A meeting of the Board of Directors of the Internet Corporation for Assigned Names and Numbers ("ICANN") was held by teleconference on 2 April 2002. The following Directors of the Corporation were present by telephone: Vint Cerf (chairman), Amadeu Abril i Abril, Karl Auerbach, Ivan Moura Campos, Jonathan Cohen, Phil Davidson, Ken Fockler, Masanobu Katoh, Hans Kraaijenbrink, Sang-Hyon Kyong, M. Stuart Lynn, Jun Murai, Alejandro Pisanty, Nii Quaynor, Helmut Schink, and Linda S. Wilson. Director Andy Mueller-Maguhn joined the call while it was in progress. Also present on the teleconference were Louis Touton, Vice-President, Secretary, and General Counsel of the Corporation, Andrew McLaughlin, Chief Financial Officer and Chief Policy Officer of the Corporation, and Joe Sims, outside counsel to the Corporation.

The meeting was called to order by Vint Cerf at 12:15 UTC (5:15 am U.S. Pacific Daylight Time).

Contract for IANA Function

Mr. Touton gave a presentation on renewal of ICANN's contract with the U.S. Department of Commerce for performing the IANA function. On 9 February 2000, ICANN entered into a contract with the U.S. Department of Commerce to perform the IANA functions through 30 September 2000. The major features of that agreement are described in the minutes of the Board's 12 January 2000 meeting. In September 2000, the agreement was extended for six months, through 31 March 2001.

A renewal contract has been negotiated, and Mr. Touton requested that the Board authorize ICANN to enter into the agreement. The substantive provisions of the renewal contract are in line with the current one. The basic terms are:

1. ICANN will perform the IANA function, consisting of the following tasks:

a. Coordination of the assignment of technical protocol parameters (section;

b. Administrative functions associated with root management (section;

c. Allocation of IP address blocks (section; and

d. Other IANA functions as needed upon mutual agreement of the parties (section

2. There will be no charge to the US Government.
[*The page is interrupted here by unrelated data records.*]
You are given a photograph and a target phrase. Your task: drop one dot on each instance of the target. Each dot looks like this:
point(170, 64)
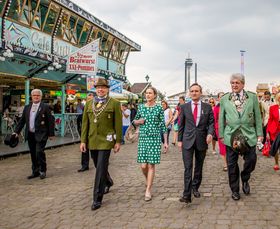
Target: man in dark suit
point(196, 129)
point(240, 113)
point(39, 127)
point(85, 155)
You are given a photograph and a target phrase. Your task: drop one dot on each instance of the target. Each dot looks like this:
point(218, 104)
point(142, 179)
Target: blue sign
point(116, 86)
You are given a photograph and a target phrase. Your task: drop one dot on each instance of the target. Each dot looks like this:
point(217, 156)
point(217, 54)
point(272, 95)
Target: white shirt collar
point(198, 103)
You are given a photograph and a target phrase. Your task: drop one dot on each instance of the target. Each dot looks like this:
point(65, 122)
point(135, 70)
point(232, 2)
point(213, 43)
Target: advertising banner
point(116, 86)
point(84, 60)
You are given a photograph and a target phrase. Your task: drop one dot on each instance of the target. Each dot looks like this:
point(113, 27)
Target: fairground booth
point(37, 38)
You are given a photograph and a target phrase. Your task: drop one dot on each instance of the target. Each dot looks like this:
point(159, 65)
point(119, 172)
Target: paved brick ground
point(63, 200)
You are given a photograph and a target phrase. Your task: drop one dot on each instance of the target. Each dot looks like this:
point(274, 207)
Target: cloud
point(212, 31)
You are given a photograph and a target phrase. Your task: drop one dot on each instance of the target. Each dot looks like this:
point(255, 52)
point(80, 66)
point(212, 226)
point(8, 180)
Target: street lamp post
point(188, 64)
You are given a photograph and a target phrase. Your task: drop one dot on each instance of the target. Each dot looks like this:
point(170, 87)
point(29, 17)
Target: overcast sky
point(213, 32)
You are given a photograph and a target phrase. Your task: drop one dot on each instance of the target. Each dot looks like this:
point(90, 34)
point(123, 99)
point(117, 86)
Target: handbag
point(132, 133)
point(266, 148)
point(239, 142)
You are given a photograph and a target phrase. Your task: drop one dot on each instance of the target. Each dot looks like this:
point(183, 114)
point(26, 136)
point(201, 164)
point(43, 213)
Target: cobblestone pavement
point(63, 200)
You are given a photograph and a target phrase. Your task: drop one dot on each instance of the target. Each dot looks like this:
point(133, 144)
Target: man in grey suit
point(195, 133)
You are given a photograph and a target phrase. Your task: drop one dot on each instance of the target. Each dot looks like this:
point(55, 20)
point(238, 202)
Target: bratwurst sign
point(84, 60)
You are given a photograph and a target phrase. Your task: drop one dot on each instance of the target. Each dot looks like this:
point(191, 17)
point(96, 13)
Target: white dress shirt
point(198, 110)
point(32, 116)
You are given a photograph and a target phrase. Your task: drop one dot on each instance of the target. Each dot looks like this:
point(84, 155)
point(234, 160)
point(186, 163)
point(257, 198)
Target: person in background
point(240, 116)
point(168, 117)
point(176, 119)
point(213, 104)
point(57, 107)
point(39, 127)
point(125, 120)
point(85, 155)
point(133, 112)
point(273, 125)
point(196, 129)
point(79, 111)
point(222, 147)
point(150, 118)
point(19, 111)
point(264, 106)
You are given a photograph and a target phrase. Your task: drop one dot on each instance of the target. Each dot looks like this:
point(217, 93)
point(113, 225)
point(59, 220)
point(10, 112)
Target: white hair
point(37, 90)
point(238, 76)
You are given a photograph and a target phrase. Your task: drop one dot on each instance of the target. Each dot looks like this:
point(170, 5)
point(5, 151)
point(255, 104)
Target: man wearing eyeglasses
point(39, 127)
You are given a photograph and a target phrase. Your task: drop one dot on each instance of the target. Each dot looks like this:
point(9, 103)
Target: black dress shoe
point(42, 175)
point(246, 187)
point(196, 193)
point(184, 199)
point(83, 169)
point(107, 189)
point(95, 206)
point(33, 175)
point(235, 196)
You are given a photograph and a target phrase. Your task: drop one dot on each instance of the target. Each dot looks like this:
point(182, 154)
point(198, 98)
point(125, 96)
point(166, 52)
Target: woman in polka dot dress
point(150, 117)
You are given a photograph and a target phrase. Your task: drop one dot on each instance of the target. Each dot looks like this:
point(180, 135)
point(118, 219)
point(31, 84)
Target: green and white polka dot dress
point(149, 144)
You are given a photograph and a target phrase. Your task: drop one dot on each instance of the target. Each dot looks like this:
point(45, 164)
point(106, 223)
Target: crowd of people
point(234, 123)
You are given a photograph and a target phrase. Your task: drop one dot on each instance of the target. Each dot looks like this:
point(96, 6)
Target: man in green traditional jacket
point(239, 112)
point(101, 132)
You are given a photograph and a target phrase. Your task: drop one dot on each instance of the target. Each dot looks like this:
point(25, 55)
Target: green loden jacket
point(248, 121)
point(107, 131)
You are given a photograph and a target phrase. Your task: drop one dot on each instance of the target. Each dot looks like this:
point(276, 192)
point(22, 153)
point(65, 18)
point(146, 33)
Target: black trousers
point(38, 156)
point(264, 134)
point(189, 182)
point(102, 176)
point(85, 159)
point(250, 160)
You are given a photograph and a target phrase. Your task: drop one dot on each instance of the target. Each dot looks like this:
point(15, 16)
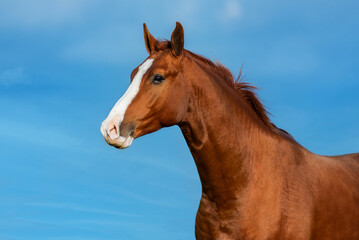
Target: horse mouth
point(120, 142)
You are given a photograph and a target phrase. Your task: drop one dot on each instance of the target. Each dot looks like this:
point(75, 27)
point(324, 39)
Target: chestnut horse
point(257, 181)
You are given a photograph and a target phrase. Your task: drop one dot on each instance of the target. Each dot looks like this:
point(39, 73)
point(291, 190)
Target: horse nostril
point(113, 131)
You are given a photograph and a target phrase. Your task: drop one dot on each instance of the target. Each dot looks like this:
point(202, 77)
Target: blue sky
point(64, 63)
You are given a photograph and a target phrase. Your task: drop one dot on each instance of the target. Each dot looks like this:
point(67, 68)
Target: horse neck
point(229, 143)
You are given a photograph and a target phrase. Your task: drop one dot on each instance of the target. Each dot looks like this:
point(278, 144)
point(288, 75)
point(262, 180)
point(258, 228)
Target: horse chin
point(120, 142)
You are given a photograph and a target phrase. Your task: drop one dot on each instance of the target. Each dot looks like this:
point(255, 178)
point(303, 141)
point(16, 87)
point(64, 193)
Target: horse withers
point(257, 181)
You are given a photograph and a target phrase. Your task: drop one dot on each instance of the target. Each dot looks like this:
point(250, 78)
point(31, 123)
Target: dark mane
point(246, 91)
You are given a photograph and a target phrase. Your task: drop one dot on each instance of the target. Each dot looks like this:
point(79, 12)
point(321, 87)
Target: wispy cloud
point(12, 76)
point(108, 45)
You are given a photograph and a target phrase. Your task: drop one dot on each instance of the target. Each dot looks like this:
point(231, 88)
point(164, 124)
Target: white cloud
point(12, 76)
point(112, 44)
point(41, 13)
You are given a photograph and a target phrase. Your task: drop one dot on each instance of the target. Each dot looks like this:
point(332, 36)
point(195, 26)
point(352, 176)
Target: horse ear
point(177, 39)
point(150, 41)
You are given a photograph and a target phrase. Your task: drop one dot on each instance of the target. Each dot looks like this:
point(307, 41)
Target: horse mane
point(245, 90)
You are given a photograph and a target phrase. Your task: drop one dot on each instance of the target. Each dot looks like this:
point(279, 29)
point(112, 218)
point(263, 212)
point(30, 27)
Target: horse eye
point(157, 79)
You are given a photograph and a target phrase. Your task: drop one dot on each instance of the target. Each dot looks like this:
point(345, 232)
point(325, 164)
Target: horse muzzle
point(111, 133)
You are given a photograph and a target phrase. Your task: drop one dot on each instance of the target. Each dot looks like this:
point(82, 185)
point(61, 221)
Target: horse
point(257, 181)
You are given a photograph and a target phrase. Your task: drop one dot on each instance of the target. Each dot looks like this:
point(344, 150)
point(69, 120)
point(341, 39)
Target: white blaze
point(118, 111)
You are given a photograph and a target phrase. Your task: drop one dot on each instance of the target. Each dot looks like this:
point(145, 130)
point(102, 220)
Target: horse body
point(257, 181)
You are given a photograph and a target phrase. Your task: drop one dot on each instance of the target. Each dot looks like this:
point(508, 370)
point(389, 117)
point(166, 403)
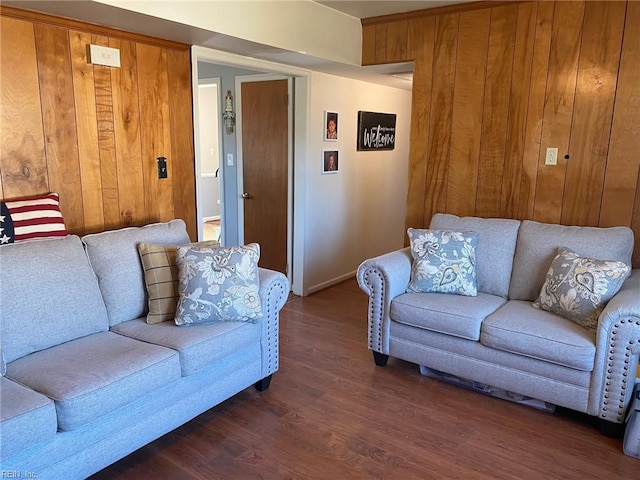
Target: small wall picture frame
point(330, 126)
point(329, 161)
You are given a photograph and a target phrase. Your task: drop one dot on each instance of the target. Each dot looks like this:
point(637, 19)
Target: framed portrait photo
point(330, 126)
point(330, 161)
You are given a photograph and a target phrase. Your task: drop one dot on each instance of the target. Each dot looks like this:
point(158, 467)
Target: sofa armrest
point(274, 291)
point(383, 278)
point(617, 353)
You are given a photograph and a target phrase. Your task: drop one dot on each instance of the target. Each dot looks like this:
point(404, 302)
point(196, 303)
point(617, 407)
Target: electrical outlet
point(162, 167)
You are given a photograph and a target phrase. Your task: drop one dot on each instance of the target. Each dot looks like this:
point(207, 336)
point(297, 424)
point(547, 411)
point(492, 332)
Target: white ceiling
point(382, 74)
point(376, 8)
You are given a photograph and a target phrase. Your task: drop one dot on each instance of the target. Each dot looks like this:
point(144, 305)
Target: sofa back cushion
point(115, 259)
point(495, 250)
point(48, 295)
point(538, 245)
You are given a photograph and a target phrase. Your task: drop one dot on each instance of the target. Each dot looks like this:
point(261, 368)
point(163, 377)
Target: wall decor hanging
point(330, 161)
point(376, 131)
point(331, 126)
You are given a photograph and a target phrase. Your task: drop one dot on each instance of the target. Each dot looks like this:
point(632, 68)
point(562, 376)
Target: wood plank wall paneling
point(22, 156)
point(497, 84)
point(93, 133)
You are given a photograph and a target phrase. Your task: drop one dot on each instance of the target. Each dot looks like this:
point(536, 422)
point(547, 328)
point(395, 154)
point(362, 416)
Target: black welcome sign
point(376, 131)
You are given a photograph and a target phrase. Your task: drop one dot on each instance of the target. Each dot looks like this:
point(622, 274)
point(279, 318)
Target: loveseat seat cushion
point(27, 418)
point(456, 315)
point(114, 257)
point(198, 345)
point(92, 376)
point(49, 295)
point(519, 328)
point(495, 250)
point(538, 245)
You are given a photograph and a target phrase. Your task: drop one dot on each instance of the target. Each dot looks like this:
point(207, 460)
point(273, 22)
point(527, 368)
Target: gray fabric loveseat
point(88, 380)
point(497, 337)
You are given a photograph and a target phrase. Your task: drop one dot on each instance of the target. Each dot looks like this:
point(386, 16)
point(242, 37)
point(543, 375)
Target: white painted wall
point(360, 211)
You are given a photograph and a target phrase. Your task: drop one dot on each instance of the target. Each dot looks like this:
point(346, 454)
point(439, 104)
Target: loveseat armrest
point(617, 353)
point(383, 278)
point(274, 291)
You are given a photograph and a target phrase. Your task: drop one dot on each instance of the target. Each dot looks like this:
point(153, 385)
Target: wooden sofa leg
point(262, 385)
point(610, 429)
point(380, 358)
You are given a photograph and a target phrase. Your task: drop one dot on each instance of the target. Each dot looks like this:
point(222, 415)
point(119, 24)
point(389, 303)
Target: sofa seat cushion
point(440, 312)
point(27, 417)
point(198, 345)
point(93, 376)
point(538, 244)
point(44, 281)
point(519, 328)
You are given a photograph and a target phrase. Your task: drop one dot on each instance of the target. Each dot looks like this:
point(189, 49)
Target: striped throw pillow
point(161, 279)
point(31, 218)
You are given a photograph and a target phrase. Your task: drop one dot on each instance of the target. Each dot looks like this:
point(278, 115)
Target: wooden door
point(265, 161)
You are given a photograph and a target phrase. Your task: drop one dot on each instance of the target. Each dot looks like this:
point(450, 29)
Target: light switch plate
point(552, 156)
point(107, 56)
ICANN does not have a right initially to charge user fees for the IANA function, but ICANN may, through its processes (i.e. the budget process and the notice-and-comment provisions of Article III, Section 3(b) of the ICANN bylaws) develop user fees if approved by the U.S. Government (section 2.1.)

3. The contract will last until 31 March 2002, with the possibility of two six-month extensions at the option of the Government.

4. ICANN will submit a progress report every six months and a final report (section 3).

5. This contract will not affect policy authority over the authoritative root-zone file (section That authority will be dealt with under other agreements, such as the November 1998 Memorandum of Understanding.

6. In operating the IANA, ICANN will continue to follow past policies, except as it may develop new or changed policies through its processes. New or changed policies for performance of the IANA function will be implemented with Commerce Department consent (section 4.2).

In the ensuing discussion, Mr. Fockler noted that a reconsideration request regarding entry of the February 2000 IANA contract was submitted by the Regional Internet Registries (RIRs) and is still pending. He noted that the RIRs had been informed of the progress of the renewed IANA contract and appeared not to actively oppose renewal of the contract at this time.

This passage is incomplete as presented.